Wednesday, November 3, 2010
This is one of the recipes that I'm including in the 52 Weeks of Baking Cooking cookbook I'm making for Sophia and Olivia.
Have been baking one more more recipes per week since April. I write the recipe, modifications I made, and feedback about the recipe from those who tried it along with a picture of the item and lessons learned during the week (as they relate to cooking/making the food).
• 2/3 cup plus 3/4 cup sugar, divided
• 1/3 cup HERSHEY'S Cocoa
• 1 cup water
• 1/3 cup butter or margarine
• 2-1/2 teaspoons vanilla extract, divided
• 1 cup all-purpose flour
• 1 teaspoon baking powder
• 1/2 teaspoon salt
• 1/4 cup shortening
• 1/2 cup milk
• 1 egg
• 1/2 cup chopped nuts
• SWEETENED WHIPPED CREAM (recipe follows)
1. Prepare PASTRY CRUST. Heat oven to 350°F.
2. Stir together 2/3 cup sugar and cocoa in medium saucepan; stir in water. Cook over medium heat, stirring occasionally, until mixture boils; boil and stir 1 minute. Remove from heat; add butter and 1-1/2 teaspoons vanilla, stirring until butter is melted. Set aside.
3. Stir together flour, remaining 3/4 cup sugar, baking powder and salt in small bowl; add shortening, milk and remaining 1 teaspoon vanilla. Beat on medium speed of electric mixer 2 minutes. Add egg; beat 2 minutes. Spoon batter into prepared crust. Stir chocolate mixture; gently pour over batter. Sprinkle nuts over top.
4. Bake 55 to 60 minutes or until wooden pick inserted in cake portion comes out clean. Cool slightly; serve warm with SWEETENED WHIPPED CREAM. 8 servings.

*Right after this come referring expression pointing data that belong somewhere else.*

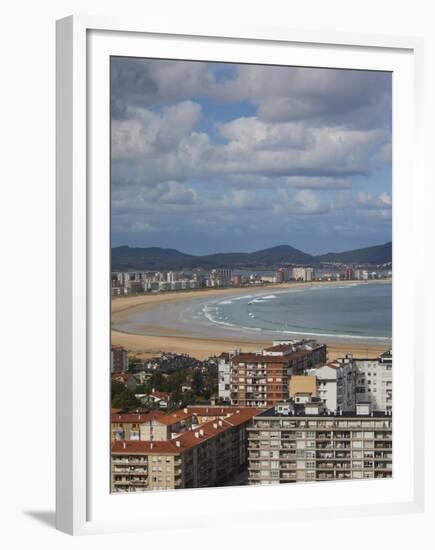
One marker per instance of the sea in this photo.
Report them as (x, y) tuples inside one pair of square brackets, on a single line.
[(352, 311)]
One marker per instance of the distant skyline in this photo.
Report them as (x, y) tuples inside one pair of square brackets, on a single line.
[(210, 157)]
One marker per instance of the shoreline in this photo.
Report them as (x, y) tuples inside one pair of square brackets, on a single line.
[(154, 339)]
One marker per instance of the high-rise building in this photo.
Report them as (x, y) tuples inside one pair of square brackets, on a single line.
[(305, 274), (261, 379), (207, 455), (374, 383), (295, 442), (118, 359)]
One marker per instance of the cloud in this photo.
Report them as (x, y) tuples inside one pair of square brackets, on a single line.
[(145, 133), (304, 202), (200, 150)]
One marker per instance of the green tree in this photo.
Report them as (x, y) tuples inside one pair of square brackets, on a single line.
[(197, 382), (116, 388)]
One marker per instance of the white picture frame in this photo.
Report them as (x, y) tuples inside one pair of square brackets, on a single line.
[(84, 46)]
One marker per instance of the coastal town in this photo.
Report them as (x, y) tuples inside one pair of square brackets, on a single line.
[(138, 282), (282, 414)]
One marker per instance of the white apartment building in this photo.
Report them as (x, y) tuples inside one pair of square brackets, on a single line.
[(335, 384), (224, 374), (303, 274), (298, 442), (374, 383)]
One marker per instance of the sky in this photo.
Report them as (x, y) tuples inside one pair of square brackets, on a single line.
[(219, 157)]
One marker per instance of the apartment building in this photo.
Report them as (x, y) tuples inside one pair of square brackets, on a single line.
[(305, 274), (208, 455), (151, 425), (118, 359), (261, 379), (335, 385), (374, 382), (294, 442)]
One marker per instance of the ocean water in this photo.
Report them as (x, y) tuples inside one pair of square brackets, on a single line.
[(357, 311), (360, 312)]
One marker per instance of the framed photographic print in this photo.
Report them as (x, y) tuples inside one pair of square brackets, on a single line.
[(238, 306)]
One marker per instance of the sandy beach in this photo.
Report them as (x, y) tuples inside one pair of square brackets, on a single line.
[(155, 339)]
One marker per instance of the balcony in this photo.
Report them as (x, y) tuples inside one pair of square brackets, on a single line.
[(324, 477), (288, 476)]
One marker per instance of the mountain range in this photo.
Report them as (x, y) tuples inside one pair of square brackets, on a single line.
[(126, 258)]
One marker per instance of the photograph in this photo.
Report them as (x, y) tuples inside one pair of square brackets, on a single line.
[(251, 274)]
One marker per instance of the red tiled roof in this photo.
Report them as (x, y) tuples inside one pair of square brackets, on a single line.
[(137, 418), (213, 410), (122, 376), (145, 447), (161, 395), (243, 416), (186, 440), (280, 347)]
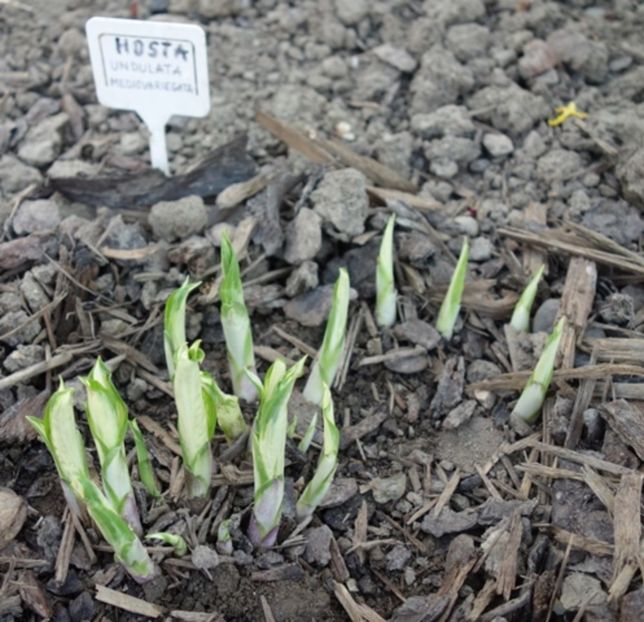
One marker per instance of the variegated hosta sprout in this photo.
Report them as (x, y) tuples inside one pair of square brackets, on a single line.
[(196, 422), (448, 313), (385, 286), (328, 358), (107, 418), (236, 324), (226, 407), (268, 446), (128, 549), (534, 392), (58, 431), (174, 322), (146, 472), (521, 316), (327, 464)]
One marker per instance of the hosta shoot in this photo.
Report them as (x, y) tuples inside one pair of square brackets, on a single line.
[(196, 422), (57, 429), (108, 423), (146, 472), (128, 549), (226, 407), (327, 464), (529, 405), (330, 353), (236, 324), (174, 324), (520, 321), (385, 286), (448, 313), (268, 446)]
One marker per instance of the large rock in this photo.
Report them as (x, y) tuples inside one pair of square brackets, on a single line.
[(341, 199), (172, 220), (630, 173), (16, 175)]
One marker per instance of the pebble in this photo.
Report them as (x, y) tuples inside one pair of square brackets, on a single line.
[(35, 216), (172, 220), (386, 489), (341, 199), (498, 145), (304, 237)]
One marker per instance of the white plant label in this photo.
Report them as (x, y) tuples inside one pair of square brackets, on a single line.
[(157, 69)]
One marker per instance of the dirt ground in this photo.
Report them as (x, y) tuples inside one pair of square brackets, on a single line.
[(326, 117)]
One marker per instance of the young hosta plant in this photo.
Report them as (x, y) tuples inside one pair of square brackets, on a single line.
[(229, 416), (268, 446), (520, 321), (385, 286), (57, 429), (448, 313), (236, 324), (108, 423), (174, 324), (529, 405), (196, 422), (328, 358), (327, 464)]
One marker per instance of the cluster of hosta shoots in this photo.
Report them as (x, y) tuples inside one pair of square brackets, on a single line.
[(58, 431), (451, 305), (385, 285), (328, 358), (520, 320), (529, 405)]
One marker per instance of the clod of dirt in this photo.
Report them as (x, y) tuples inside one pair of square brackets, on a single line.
[(386, 489), (172, 220), (13, 512)]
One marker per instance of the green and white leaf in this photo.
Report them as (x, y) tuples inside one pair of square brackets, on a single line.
[(385, 285), (330, 353), (448, 313)]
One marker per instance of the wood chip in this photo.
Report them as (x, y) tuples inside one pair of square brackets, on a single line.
[(628, 532), (627, 420), (576, 304), (128, 603)]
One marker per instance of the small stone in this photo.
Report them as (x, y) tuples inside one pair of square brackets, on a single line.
[(544, 318), (304, 237), (204, 558), (398, 558), (172, 220), (581, 590), (303, 279), (341, 198), (36, 216), (481, 249), (618, 309), (43, 142), (318, 546), (396, 57), (24, 356), (459, 415), (386, 489), (16, 175), (350, 12), (498, 145), (418, 332)]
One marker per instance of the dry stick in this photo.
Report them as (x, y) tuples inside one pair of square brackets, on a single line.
[(22, 375), (568, 248), (628, 532), (576, 304)]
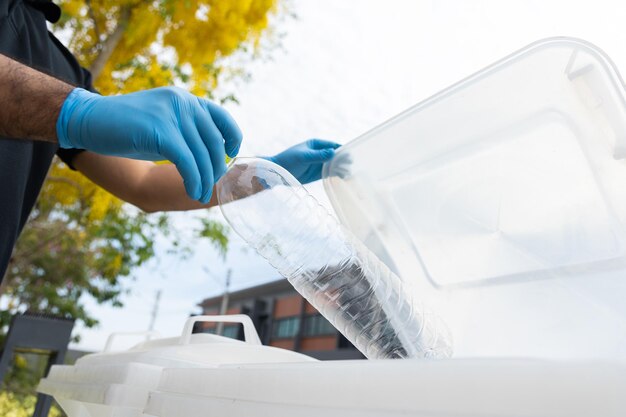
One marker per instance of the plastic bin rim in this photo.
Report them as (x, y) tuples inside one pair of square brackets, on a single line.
[(598, 53)]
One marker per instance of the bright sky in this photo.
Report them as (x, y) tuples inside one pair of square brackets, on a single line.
[(345, 67)]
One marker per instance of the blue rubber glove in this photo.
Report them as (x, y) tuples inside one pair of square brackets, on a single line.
[(159, 124), (304, 161)]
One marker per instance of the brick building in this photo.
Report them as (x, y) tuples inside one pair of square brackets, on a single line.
[(283, 319)]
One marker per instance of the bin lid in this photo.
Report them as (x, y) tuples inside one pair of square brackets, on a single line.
[(503, 199), (475, 388)]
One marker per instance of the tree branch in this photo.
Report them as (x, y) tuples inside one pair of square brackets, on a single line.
[(92, 16)]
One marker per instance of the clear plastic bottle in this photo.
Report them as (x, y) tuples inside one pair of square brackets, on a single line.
[(325, 263)]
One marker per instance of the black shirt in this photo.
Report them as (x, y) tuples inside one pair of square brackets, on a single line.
[(24, 163)]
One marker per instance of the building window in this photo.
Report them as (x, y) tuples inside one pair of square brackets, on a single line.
[(286, 328), (317, 325)]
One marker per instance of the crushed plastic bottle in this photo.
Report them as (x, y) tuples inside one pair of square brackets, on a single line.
[(325, 263)]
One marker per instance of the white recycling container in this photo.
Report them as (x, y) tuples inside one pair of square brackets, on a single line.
[(204, 375), (502, 199), (117, 384)]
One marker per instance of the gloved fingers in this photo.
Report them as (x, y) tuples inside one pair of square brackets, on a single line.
[(178, 153), (319, 156), (227, 126), (214, 142), (203, 155), (319, 144)]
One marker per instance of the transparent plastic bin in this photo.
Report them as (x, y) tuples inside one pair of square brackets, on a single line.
[(503, 200)]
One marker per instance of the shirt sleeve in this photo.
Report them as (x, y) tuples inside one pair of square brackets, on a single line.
[(68, 155)]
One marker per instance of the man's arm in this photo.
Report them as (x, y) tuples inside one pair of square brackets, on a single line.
[(153, 187), (30, 101)]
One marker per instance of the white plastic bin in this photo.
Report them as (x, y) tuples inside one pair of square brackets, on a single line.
[(117, 384), (503, 200)]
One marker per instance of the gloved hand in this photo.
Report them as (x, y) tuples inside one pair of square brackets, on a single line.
[(304, 161), (163, 123)]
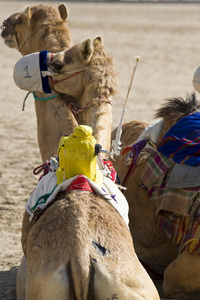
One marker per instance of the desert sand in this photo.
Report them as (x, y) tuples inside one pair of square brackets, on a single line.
[(167, 39)]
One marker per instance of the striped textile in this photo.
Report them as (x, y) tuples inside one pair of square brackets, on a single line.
[(181, 230), (155, 177), (182, 141), (174, 207)]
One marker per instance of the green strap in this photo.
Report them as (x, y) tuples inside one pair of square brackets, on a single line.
[(36, 98)]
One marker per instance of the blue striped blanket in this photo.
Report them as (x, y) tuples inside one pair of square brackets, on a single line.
[(182, 141)]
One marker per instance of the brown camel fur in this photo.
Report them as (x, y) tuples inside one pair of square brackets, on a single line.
[(80, 248), (181, 270), (93, 86), (40, 28)]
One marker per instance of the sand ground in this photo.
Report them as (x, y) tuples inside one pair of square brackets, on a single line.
[(165, 36)]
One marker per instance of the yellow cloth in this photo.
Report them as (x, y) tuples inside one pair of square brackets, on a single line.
[(77, 156)]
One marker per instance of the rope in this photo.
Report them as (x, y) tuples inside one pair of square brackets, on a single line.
[(77, 110)]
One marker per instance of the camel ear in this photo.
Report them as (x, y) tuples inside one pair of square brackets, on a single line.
[(27, 13), (87, 49), (63, 11), (98, 39)]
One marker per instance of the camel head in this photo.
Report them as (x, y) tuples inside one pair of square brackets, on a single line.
[(83, 67), (37, 28)]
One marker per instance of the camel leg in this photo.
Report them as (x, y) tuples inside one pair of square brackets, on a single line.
[(21, 280), (43, 284), (182, 277)]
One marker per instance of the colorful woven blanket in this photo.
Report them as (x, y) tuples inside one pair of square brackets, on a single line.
[(182, 141), (181, 230), (155, 177), (47, 190), (175, 208)]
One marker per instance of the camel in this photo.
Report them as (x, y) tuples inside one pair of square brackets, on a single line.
[(179, 267), (35, 29), (92, 86), (81, 248), (85, 247)]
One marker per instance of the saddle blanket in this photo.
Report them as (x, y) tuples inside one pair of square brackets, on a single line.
[(47, 189), (155, 176), (182, 141)]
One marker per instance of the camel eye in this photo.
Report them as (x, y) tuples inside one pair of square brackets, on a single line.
[(3, 26), (56, 67)]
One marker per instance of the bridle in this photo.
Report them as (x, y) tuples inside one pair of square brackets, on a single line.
[(75, 110)]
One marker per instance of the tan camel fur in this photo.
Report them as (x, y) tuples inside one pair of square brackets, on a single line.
[(40, 28), (93, 86), (80, 248), (181, 270)]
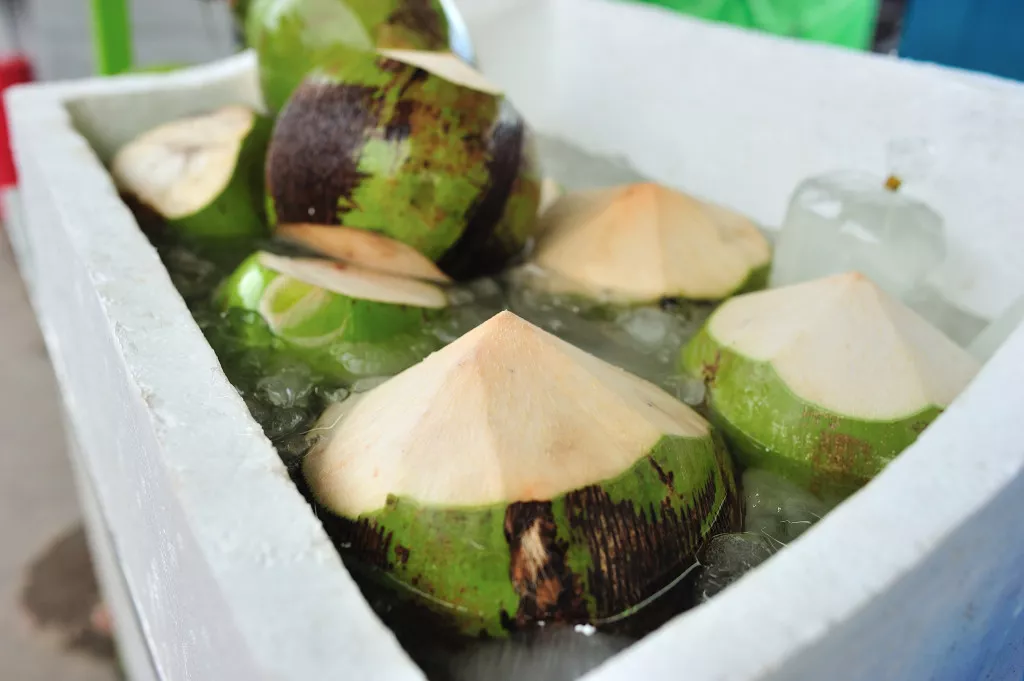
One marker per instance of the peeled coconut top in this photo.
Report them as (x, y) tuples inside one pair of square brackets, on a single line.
[(356, 283), (180, 167), (506, 413), (645, 242), (365, 249), (844, 344), (443, 65)]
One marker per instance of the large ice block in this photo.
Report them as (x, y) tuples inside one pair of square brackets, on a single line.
[(850, 220), (995, 334)]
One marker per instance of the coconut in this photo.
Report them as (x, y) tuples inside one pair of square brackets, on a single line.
[(367, 250), (511, 478), (291, 37), (203, 175), (824, 382), (415, 145), (642, 243), (313, 303)]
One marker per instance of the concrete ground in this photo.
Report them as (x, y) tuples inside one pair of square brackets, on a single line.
[(48, 623), (46, 587)]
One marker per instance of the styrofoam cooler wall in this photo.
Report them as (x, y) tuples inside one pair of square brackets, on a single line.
[(921, 576)]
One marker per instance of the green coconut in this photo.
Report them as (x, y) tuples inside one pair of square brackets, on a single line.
[(511, 479), (415, 145), (368, 250), (640, 244), (313, 303), (291, 37), (824, 382), (202, 176)]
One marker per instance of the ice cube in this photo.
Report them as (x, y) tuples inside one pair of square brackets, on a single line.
[(330, 395), (368, 384), (727, 558), (989, 341), (849, 221), (284, 422), (777, 509), (962, 327), (643, 340), (287, 387), (686, 388), (576, 168), (647, 327)]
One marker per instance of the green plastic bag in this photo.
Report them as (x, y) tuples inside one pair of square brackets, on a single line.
[(848, 23)]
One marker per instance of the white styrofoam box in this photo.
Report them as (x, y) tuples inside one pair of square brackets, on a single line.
[(921, 576)]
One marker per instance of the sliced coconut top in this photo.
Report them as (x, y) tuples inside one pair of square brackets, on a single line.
[(365, 249), (356, 283), (506, 413), (180, 167), (644, 242), (443, 65), (844, 344)]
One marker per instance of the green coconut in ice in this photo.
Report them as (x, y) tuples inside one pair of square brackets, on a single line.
[(364, 249), (291, 37), (641, 244), (325, 309), (202, 176), (511, 479), (414, 145), (824, 382)]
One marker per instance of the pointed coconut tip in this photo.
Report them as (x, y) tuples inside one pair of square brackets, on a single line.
[(506, 413), (365, 249), (356, 283), (844, 344), (643, 242), (445, 66), (179, 167)]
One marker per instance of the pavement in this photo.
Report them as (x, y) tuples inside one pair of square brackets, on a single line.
[(50, 626), (47, 591)]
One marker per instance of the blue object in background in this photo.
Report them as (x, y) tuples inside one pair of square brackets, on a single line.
[(980, 35)]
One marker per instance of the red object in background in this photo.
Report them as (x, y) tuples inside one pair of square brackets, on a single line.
[(13, 70)]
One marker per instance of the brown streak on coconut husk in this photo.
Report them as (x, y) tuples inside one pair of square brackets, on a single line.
[(548, 590), (422, 18), (477, 253), (364, 540), (710, 371), (332, 119), (838, 456), (635, 552)]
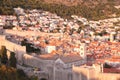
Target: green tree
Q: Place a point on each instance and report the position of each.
(3, 55)
(12, 60)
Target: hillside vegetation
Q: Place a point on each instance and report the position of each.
(87, 9)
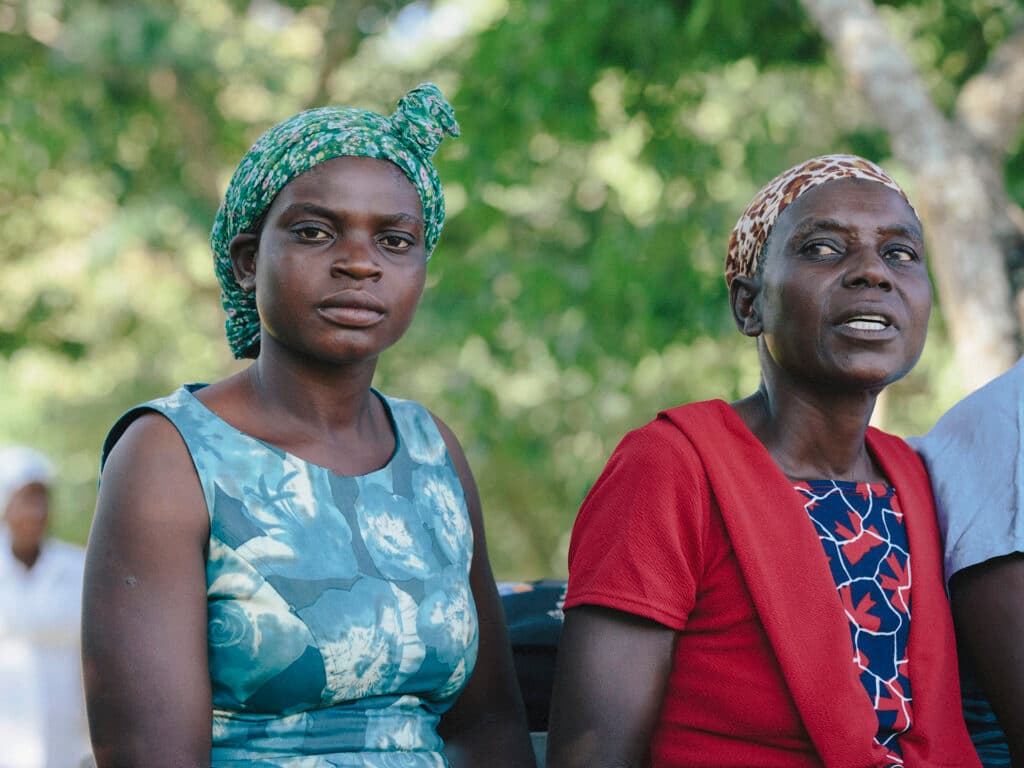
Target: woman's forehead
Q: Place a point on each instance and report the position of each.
(346, 178)
(851, 202)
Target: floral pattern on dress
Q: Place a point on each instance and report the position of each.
(341, 624)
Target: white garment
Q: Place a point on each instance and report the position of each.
(42, 708)
(973, 456)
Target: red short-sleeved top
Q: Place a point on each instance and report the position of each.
(649, 540)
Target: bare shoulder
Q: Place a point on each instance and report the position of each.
(452, 441)
(148, 476)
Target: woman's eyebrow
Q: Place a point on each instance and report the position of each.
(908, 230)
(812, 225)
(309, 208)
(401, 218)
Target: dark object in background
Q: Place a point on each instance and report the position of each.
(534, 612)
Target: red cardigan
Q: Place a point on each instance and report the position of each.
(696, 486)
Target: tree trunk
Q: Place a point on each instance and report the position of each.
(960, 192)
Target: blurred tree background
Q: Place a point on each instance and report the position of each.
(607, 148)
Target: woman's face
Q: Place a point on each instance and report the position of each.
(845, 294)
(27, 514)
(341, 262)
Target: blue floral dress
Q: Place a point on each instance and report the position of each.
(341, 621)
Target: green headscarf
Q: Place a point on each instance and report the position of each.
(409, 138)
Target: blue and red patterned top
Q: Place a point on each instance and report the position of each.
(861, 528)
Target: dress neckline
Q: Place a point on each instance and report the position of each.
(190, 389)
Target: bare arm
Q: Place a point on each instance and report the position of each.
(487, 724)
(988, 609)
(609, 684)
(143, 631)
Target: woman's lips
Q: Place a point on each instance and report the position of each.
(351, 311)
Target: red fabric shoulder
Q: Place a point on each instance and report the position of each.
(638, 542)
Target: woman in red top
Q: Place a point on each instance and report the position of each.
(742, 576)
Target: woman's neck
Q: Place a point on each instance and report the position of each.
(813, 433)
(328, 397)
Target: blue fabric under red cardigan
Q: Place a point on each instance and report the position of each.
(796, 599)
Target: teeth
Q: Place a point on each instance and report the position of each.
(868, 323)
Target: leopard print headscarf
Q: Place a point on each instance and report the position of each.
(751, 232)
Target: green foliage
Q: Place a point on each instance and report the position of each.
(607, 148)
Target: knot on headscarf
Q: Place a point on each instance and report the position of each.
(409, 138)
(423, 119)
(20, 466)
(751, 232)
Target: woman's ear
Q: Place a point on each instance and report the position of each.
(243, 252)
(743, 297)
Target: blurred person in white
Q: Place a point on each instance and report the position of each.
(42, 710)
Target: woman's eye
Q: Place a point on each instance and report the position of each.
(901, 254)
(395, 242)
(311, 232)
(821, 249)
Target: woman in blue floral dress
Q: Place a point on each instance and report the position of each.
(287, 567)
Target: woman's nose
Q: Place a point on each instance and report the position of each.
(868, 268)
(354, 256)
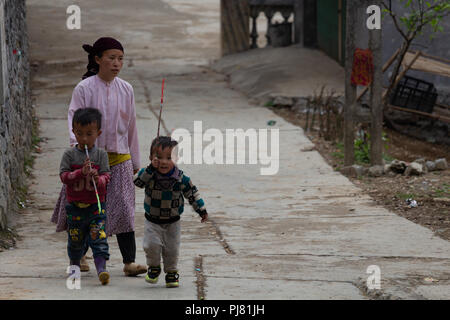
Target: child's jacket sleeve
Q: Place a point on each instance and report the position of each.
(191, 193)
(143, 176)
(104, 171)
(67, 176)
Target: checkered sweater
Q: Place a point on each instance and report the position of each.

PASTRY CRUST (Note: this is the one in the Hershey's cookbook. I ended up using my Grandma's pie crust recipe)
1-1/3 cups all-purpose flour
1/2 teaspoon salt
1/8 teaspoon baking powder
1/2 cup shortening
3 tablespoons cold water
Stir together flour, salt and baking powder in medim bowl. Cut in shortening until pieces are size of small peas; sprinkle in water, tossing with fork until all flour is moistened. Roll dough into circle about 1/8 inch thick. Fit into 9-inch pie plate; flute edge.
SWEETENED WHIPPED CREAM: Combine 1 cup (1/2 pt.) cold whipping cream, 2 tablespoons sugar and 1 teaspoon vanilla extract in small bowl; beat until stiff.